We’re going to show you how, with a few simple ingredients, you can create a tasty chicken pie that will have your friends or family thinking you slaved over the stove for hours. Good, tasty food doesn’t have to be complicated and needn’t take too long to prepare either. With our handy tips, we’ll help you cut down on preparation time without compromising on quality.
Chicken, bacon and leek pot pie recipe
Makes 4 individual pies or 1 large
- 5 medium potatoes, peeled and chopped
- 1 leek
- 200 grams bacon lardons
- 500 grams chicken
- 1 tin Campbell’s condensed mushroom soup
- Olive oil (for frying – approx. 1 tsp)
- Large knob of butter (optional)
Time saving hack: you can find ready-made mash and chopped leeks in the prepared vegetable or freezer section of most major supermarkets. A pack of around 400g of mashed potato is sufficient and you will need around 100g of ready chopped leeks. Buy diced bacon lardons and chicken so the preparation is already done for you.

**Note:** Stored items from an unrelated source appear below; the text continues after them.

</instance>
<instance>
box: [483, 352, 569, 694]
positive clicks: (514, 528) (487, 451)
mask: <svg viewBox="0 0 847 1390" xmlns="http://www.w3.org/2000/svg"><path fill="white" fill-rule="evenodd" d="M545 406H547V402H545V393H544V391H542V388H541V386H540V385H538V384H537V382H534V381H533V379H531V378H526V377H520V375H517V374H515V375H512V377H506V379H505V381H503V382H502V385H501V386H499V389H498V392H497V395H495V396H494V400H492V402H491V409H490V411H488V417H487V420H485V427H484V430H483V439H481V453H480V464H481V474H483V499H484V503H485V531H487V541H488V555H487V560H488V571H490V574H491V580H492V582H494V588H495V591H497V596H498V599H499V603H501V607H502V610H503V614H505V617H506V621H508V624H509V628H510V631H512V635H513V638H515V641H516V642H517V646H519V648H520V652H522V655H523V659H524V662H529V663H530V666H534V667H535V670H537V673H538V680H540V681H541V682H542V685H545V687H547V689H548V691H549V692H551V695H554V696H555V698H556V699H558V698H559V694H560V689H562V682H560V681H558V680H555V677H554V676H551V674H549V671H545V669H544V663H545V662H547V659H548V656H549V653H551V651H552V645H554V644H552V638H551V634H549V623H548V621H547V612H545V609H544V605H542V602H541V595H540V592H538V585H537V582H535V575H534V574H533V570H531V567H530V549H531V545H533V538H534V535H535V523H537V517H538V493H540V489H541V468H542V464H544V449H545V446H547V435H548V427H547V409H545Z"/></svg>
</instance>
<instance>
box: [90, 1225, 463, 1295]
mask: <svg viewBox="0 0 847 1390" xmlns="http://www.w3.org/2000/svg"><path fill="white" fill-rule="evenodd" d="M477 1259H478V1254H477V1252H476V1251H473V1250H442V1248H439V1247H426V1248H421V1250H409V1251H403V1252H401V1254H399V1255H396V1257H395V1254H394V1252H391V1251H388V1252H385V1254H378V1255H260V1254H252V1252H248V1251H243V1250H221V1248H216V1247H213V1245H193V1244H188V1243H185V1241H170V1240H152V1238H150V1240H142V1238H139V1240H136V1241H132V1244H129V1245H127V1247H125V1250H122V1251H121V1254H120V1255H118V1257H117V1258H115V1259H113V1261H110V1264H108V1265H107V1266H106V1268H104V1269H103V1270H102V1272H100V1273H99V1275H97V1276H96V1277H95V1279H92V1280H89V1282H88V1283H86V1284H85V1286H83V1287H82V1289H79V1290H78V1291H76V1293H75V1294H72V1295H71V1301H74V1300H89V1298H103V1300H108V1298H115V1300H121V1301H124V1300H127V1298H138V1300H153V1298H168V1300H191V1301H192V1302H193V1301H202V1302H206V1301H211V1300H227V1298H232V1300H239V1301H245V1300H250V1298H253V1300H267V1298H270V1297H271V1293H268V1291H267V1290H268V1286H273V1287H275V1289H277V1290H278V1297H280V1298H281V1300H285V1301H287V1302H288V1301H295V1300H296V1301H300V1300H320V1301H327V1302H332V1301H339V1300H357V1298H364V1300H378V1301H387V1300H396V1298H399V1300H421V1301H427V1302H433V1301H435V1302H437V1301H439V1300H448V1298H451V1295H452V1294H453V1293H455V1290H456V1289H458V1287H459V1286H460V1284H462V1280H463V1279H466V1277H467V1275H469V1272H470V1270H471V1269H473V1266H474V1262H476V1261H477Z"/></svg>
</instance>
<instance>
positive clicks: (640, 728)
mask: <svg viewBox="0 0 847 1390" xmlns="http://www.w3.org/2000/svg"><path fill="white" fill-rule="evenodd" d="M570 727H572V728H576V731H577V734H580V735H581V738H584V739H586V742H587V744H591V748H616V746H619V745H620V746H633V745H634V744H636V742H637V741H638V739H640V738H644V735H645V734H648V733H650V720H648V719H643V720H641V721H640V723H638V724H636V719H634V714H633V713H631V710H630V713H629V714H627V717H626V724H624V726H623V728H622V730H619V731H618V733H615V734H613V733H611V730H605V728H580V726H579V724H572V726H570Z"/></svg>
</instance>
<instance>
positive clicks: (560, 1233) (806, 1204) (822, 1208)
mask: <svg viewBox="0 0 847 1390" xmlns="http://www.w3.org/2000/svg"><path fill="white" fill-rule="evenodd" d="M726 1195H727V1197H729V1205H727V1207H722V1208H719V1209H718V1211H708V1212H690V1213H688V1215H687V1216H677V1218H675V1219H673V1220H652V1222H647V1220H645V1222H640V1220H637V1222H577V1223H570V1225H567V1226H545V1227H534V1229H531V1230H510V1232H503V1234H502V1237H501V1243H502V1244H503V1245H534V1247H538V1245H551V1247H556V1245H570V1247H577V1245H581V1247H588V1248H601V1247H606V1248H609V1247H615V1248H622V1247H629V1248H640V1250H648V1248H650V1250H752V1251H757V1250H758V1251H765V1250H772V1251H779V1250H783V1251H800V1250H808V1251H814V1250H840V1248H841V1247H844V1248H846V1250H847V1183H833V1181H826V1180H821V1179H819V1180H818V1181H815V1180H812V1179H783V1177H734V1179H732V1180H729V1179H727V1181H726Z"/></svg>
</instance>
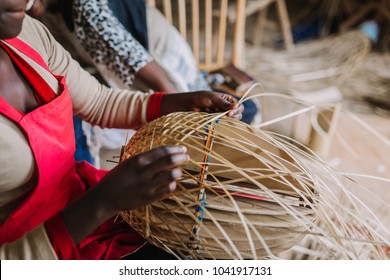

- Set the oven to 180 degrees C (Gas Mark 4).
- Heat the olive oil in a large non-stick frying pan and add the chopped leek. Fry until softened.
- Whilst the leek cooks, add the chopped potatoes to a large pan of boiling water. Boil for around 30 minutes or until soft.
- Add the bacon lardons to the leek and continue to fry until the bacon begins to brown.
- Next add the diced chicken and cook through, turning the pieces regularly to ensure they cook on both sides.
- Add the can of condensed soup to the pan and stir until all the ingredients are thoroughly coated.
- Whilst the pie mixture simmers, drain the potatoes and mash them with a large knob of butter.
- Transfer the pie mix to either 1 large or 4 individual pie dishes and top with the mashed potato.
- Use a fork lightly to make straight, wavy or diagonal lines across the top of the mash before transferring the pie(s) to the oven and cooking until the potato is browned (around 20 minutes).